For organizations that maintain formal API specs and automated scenarios, the ability to wire those artifacts directly into an agent workspace reduces the manual steps between specification and implementation. That has implications for developer productivity, code quality, and the rate at which teams can iterate while keeping documentation and contracts in sync.
At the same time, the agent-first model reshapes responsibilities: teams will need to decide which parts of the workflow they entrust to agents, how to review agent output, and how to integrate agent-generated diffs into existing code review and CI/CD gates. The structured MCP outputs and isolated worktrees support safe experimentation, but human review and governance remain necessary parts of the loop described.
Actionable recommendations for getting started
If you want to reproduce the workflows outlined:
- Confirm Cursor 3 is installed and open the Agents Window to familiarize yourself with agent orchestration and Design Mode annotations.
- Create an Apidog API access token and add Apidog’s MCP Server to Cursor’s MCP settings, supplying the token and project ID as environment variables.
- Install the Apidog CLI so agents can run scenarios and use test outputs as part of their decision process.
- Start with a small loop: ask an agent to read a single endpoint schema, generate an implementation, and run the associated scenario. Review the generated worktree and tests before expanding to parallel or /best-of-n experiments.
- Use /worktree for safe, side-effect-free experiments and /best-of-n when you want multiple model outputs to compare.
These steps replicate the examples described and let teams validate the integration on low-risk work before scaling it into core development pipelines.
Cursor 3’s agent-first model, coupled with structured MCP data provided by tools such as Apidog’s MCP Server, reframes parts of API development into a tighter spec→code→test loop: agents generate code from authoritative schemas, execute tests via the CLI, and propose fixes or spec updates where implementations diverge. The result, as described, is a workflow that reduces manual copy-paste, limits hallucinated field names, and makes contract testing a native part of the authoring experience.

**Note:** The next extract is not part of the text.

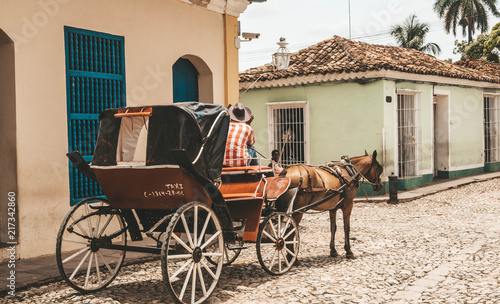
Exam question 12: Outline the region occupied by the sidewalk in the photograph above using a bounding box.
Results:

Looking ahead, this combination of agent orchestration and structured tool outputs sets a pattern for future tooling: tightly coupled spec-aware agents that operate in isolated worktrees, integrate with existing CI/CD practices, and allow teams to iterate quickly while keeping contract fidelity high. As teams experiment with agent-first workflows, the practical questions will be around governance, review practices, and how to integrate agent outputs into established developer processes—areas that will shape how broadly and quickly these patterns are adopted.